When you're working within a desktop environment (as is usually the case when hard disk editing, composing for multimedia, or even MIDI sequencing), there's often no room for conventional monitors, and even regular nearfields are usually too bulky. The trouble is that most so‑called AV speakers are underpowered and wildly inaccurate, which leaves a problem just waiting to be solved. In fairness, compact speakers (such as JBL's Control Ones reviewed way back in SOS March '87) perform well in this role, but even they are designed to sound impressive rather than to be absolutely accurate.
Presence Audio, a British company, has identified a gap in the market for a compact, high‑performance monitor, and although there are inevitable compromises in building a speaker in a cabinet measuring 8.75 x 5.75 x 4.5 inches, the ZYP A2S monitors surprised me both in their general accuracy, and the amount of true bass end they projected. They are certainly equal to the task of MIDI programming and most aspects of digital editing, as well as monitoring in small studios.
Housed in mirror‑image, non‑parallel sided, black powder‑coated, cast aluminium cases, these two‑way passive monitors are surprisingly heavy, weighing in at 3.5 kilos each, or 4.0 kilos for the magnetically‑shielded A2ST versions. Adhesive damping panels are fitted inside the cabinets, which are also filled with long‑fibre wool. Both drivers are built in the UK: the tweeter is a 1‑inch, alloy‑domed unit, and the bass/mid driver features a solid alloy cone suspended in a soft rubber roll surround. The crossover frequency is at 3kHz, which is high enough to keep it away from the vulnerable vocal part of the spectrum. The overall frequency response is stated as extending from 80Hz to 20kHz, although as no indication is given as to how many dBs down the response is at these two extremes, the figures are pretty meaningless.
With a nominal impedance of 8Ω, the speakers can handle up to 50 Watts (again, there is no indication as to whether this is a continuous, peak, or average rating) and the published sensitivity is 87dB per Watt at 1m. What this translates to in practice is that with an amplifier rated at between 50 and 75 Watts per channel, adequate monitoring level is available providing the speakers
are set up in the near field, which, in the case of desktop operation, is unlikely to be more than three feet from the listener. Connection to the speakers is via rear panel binding posts.
I tested the monitors using an AVI 100 Watts per channel S2000 MI hi‑fi amplifier, largely because this has a reputation for exceptional accuracy. The source material came from a Marantz CD52, which, although not the most esoteric of players, does stack up well alongside more costly machines for playback quality. The speakers are optimised for use close to a wall so that the boundary effect comes into play to extend their bass performance, so I set them up on stands just a few inches from the wall and rummaged in my box of test CDs for some suitable material.
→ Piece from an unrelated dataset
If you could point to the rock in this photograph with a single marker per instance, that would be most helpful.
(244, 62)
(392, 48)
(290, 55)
The first thing I noticed was the depth and punch behind the bass end — boxes this small have no business hitting you like that! Of course, to get such a high level of bass out of such a small box, the bass driver moves quite a long way, which is why the power handling is limited to 50 Watts, but there's still enough level for serious nearfield monitoring. As the system employs metal‑coned drivers, I was expecting a rather brash sound, but the bass/mid driver actually seems to be quite well damped, and even the tweeter sounds only marginally splashy — far less so than most of the metal‑domed systems I've heard. Overall, the sound is a touch hard, but its tightness, combined with the depth of bass, balances this out quite nicely and prevents it from becoming excessively fatiguing.
As you might expect from such small drivers, these monitors home in on every detail of the sound and deliver a very precise stereo image. The cabinets are apparently designed for horizontal use, but because the drivers are in such close proximity, this doesn't adversely affect the imaging, or restrict the optimum listening position to just one precise point in space. Even so, I still think I'd be inclined to stand the speakers vertically, even if it does mean the logo is sideways. Perhaps a rotating logo like the one on JBL's Control Ones would be a good idea?
The ZYP A2S's don't rival a good pair of conventional‑sized monitors for accuracy, but they come a lot closer than you might imagine. I don't think I've heard a better‑sounding speaker of this size, although the JBL Control Ones, which are only slightly deeper, have a higher power handling capability at the expense of a less impressive bass performance. In a desktop environment, the ZYP monitors come close to being ideal, but for use near a computer monitor, the shielded A2STs are recommended.
- Well‑balanced sound with impressive bass extension.
- Excellent stereo imaging.
- Magnetically shielded version available.
- Relatively costly.
High performance in a small package; ideal for situations where space is a problem.